Since the hardware that implements HLHSR may be different on different workstations, see The graPHIGS Programming Interface: Technical Reference for any restrictions on HLHSR processing.
In the graPHIGS API products, the term "hidden or not hidden" is defined in the NPC of each view. A geometric entity in one view does not affect the HLHSR process of other views. Whether a given geometric entity is hidden or not is determined by whether there is any other geometric entity that has the same Normalized Projection Coordinates (NPC) X and Y values, but larger NPC Z coordinates. If there is such an entity, then the given entity is hidden. Otherwise it is not hidden.

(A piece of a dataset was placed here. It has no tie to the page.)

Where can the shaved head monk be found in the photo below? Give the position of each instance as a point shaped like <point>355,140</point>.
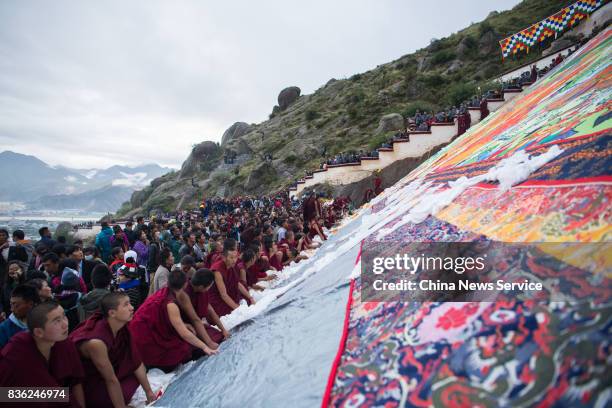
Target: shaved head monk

Whether the HLHSR process should be performed or not and/or how the HLHSR checking should be performed is controlled by the HLHSR Mode of a view. The HLHSR Mode is controlled using the Set Extended View Representation (GPXVR) subroutine, which takes one of the following values:
Conceptually, HLHSR for these geometric entities should be performed by treating them in their mathematical sense. For example, whether an annotation text primitive is hidden should be determined only by whether the annotated reference point is hidden. When the point is hidden, the entire annotation text will be considered as hidden. However, the effects of HLHSR on these geometric entities is workstation-dependent.
If you desire not to have annotation text or markers hidden even if the reference point is hidden, use the HLHSR coordinate system processing option (PNTHLHSR). This procopt gives you the option of specifying HLHSR processing in Device Coordinates (DC) or Viewing Coordinates (VC) for annotation text and markers. Specify 2=DEVICE_COORDINATES in PNTHLHSR when you want annotation text or marker primitives processed on a per-pixel basis in DC with the effect that text and marker strokes are z-buffered, not their reference point. Specify 1=VIEWING_COORDINATES when you want HLHSR processing of annotation text or marker primitives based on their reference point only. For a general description of the format of this procopt, see The graPHIGS Programming Interface: Technical Reference
Several objects can occupy (or be intended to occupy) the same coordinate space during HLHSR processing. The resulting display depends on the types of primitives, the transformation of the primitives, and on the HLHSR implementation in the workstation.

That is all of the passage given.